The rediscovery in 1900 of Mendel's work on the genetics of dichotomous traits was the true beginning of this golden age of genetics. At that time, Mendel's principles were in direct contrast to the Biometrical school of thought which was begun by Galton in the late 19th century and assumed that continuously varying characteristics exhibited blending inheritance. In the early 20th century, there were fierce debates between the Mendelians and the Biometricians as to whether discrete and continuous traits shared the same hereditary and evolutionary properties. This clash was influenced more by personalities than facts, but delayed the eventual fusion of genetic and evolutionary principles.

By the 1920's, quantitative genetics as we know it today was developed by Fisher and Wright as a synthesis of statistics, Mendelian principles, and evolutionary biology. Quantitative genetics continues to be defined as a statistical branch of genetics based on fundamental Mendelian principles extended to continuously varying characteristics, which may or may not also exhibit polygenic (multilocus) etiology. Quantitative genetics was almost immediately embraced by plant and animal breeders; extension into human models was developed theoretically but awaited developments in computer science and molecular biology to become feasible. Quantitative genetics also laid the foundation for many advances in theoretical and applied statistics, such as regression and correlation analyses, ANOVA, path analysis, and support/likelihood approaches.

Since those early days of quantitative genetics, there has been an explosion of statistical techniques for genetic studies in human and non-human populations. There has been a further explosion of techniques in molecular biology and molecular genetics, exemplified by the Human Genome project which shows all signs of finishing years ahead of schedule. Most initial focus was on "simple" single gene mendelian disorders. Now, as the 20th century draws to a close, there is renewed appreciation of the true complexity of virtually every transmitted trait, leading to an urgent need for the methods of quantitative genetics.

We now realize a wide variety of etiologic complexities for even "simple" dichotomous traits. Examples include environmental modifications that mediate the effect of a major locus, environmental triggers that act only on susceptible genotypes at a major locus, interaction of few (perhaps 4-6) loci; stochastic effects, differential mutations within a major locus that lead to different phenotypes an/or differential severity, repeat expansion disorders, uniparental disomy, maternal/paternal effects modifying phenotypic expression, etc. Similar complexities operate in continuously varying traits, with added complexities such as multilocus etiologies and latent traits. Undoubtedly, there are additional complexities yet to be discovered.

Genetics and Analysis of Quantitative Traits comprehensively reviews current methods of general applicability to traits with a continuously varying phenotype, and also to dichotomous traits with underlying etiologic complexity.
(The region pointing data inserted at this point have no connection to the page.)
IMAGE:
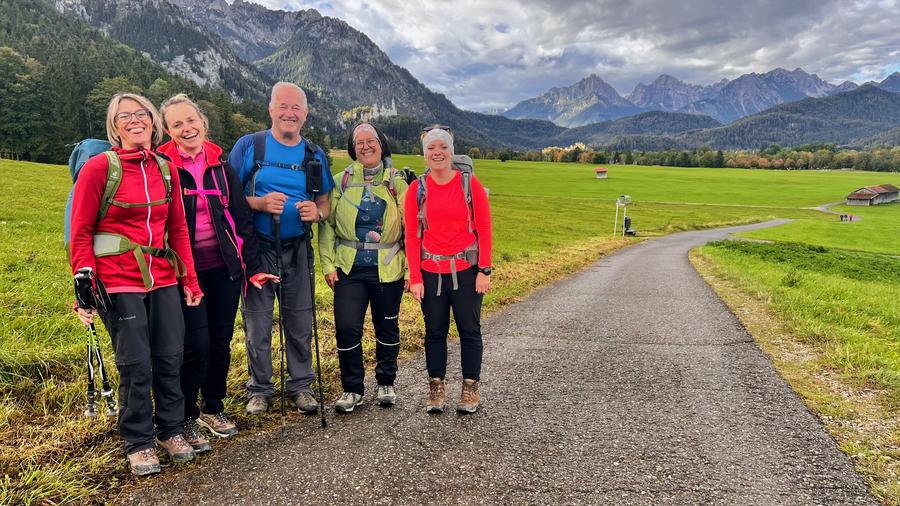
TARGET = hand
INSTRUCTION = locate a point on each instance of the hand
(309, 211)
(86, 316)
(482, 283)
(417, 291)
(260, 279)
(189, 297)
(331, 278)
(273, 203)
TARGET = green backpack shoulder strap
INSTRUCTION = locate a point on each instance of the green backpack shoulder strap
(167, 176)
(113, 180)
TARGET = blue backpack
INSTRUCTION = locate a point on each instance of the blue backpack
(83, 151)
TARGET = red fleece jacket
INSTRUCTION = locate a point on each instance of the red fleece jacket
(448, 231)
(142, 182)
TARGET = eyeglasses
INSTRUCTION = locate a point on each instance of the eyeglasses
(369, 142)
(125, 117)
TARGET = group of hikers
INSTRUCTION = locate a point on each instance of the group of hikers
(185, 237)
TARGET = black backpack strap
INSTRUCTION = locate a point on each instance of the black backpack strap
(259, 158)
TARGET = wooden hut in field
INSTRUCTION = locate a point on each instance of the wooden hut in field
(874, 195)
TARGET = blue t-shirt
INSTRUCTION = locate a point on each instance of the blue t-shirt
(276, 179)
(369, 227)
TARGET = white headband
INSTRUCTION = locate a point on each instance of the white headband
(437, 134)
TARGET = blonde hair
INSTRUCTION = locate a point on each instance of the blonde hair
(182, 98)
(422, 137)
(283, 84)
(112, 128)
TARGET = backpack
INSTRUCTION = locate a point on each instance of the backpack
(348, 173)
(83, 152)
(463, 165)
(108, 244)
(259, 159)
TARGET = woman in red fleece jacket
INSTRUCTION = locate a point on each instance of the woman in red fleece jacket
(452, 234)
(144, 322)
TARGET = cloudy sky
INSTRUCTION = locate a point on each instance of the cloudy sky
(485, 55)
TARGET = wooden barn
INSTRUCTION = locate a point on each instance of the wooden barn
(874, 195)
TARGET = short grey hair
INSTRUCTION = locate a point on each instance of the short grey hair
(283, 84)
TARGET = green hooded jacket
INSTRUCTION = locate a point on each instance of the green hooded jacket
(342, 223)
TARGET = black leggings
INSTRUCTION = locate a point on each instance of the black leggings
(466, 305)
(209, 328)
(353, 293)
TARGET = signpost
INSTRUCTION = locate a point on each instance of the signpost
(623, 201)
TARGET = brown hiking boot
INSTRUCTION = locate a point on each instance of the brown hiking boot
(193, 437)
(144, 462)
(218, 424)
(177, 448)
(468, 400)
(437, 395)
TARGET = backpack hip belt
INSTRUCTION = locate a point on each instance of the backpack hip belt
(394, 247)
(469, 254)
(107, 244)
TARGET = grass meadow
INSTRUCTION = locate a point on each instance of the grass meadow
(550, 220)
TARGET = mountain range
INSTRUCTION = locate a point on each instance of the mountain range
(592, 100)
(244, 47)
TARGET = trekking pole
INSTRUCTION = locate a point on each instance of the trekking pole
(315, 185)
(311, 262)
(85, 298)
(276, 226)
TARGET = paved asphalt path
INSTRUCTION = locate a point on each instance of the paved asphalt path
(629, 383)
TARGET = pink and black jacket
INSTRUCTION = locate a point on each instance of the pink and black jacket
(230, 211)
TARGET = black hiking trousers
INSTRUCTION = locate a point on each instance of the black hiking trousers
(208, 330)
(466, 305)
(147, 333)
(353, 294)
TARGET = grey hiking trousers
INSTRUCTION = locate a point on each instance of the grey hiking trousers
(257, 309)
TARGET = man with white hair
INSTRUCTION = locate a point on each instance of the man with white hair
(272, 165)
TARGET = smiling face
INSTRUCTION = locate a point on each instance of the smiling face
(438, 155)
(288, 111)
(368, 150)
(133, 131)
(186, 127)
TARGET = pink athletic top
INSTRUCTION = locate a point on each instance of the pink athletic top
(207, 255)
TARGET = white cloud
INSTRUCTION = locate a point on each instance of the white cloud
(485, 55)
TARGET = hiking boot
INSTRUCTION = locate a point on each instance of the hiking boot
(468, 400)
(348, 402)
(177, 448)
(218, 424)
(144, 462)
(437, 395)
(193, 437)
(386, 395)
(258, 405)
(306, 403)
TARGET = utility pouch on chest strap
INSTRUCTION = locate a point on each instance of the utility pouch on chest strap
(470, 255)
(114, 244)
(394, 247)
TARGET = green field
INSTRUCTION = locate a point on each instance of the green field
(549, 220)
(750, 187)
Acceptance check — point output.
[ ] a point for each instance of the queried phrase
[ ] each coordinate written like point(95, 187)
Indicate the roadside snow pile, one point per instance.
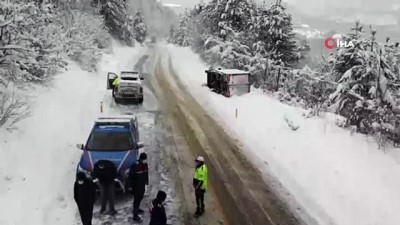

The volume is divided into 3 major sections--foundations of quantitative genetics, quantitative trait loci, and estimation procedures---plus appendices on topics such as path analysis, maximum likelihood estimation and likelihood ratio tests. A second volume is planned to cover topics on evolution and selection of quantitative traits. The book contains numerous fully-worked examples and illustrations of theoretical concepts, as well as over 2,000 references with indexes by subject, author and organism. In addition, the authors maintain a World Wide Web site (http://nitro.biosci.arizona.edu/zbook/book.html) featuring up-to-date lists of computer programs and on-line resources, added information on various topics presented in the text, and updates on the progress of the second volume.

Genetics and Analysis of Quantitative Traits is a valuable addition to the genetics book shelf, summarizing the current state of quantitative genetics after a century of development, and serving geneticists well as we begin to tackle complex and/or quantitative traits into the new millennium.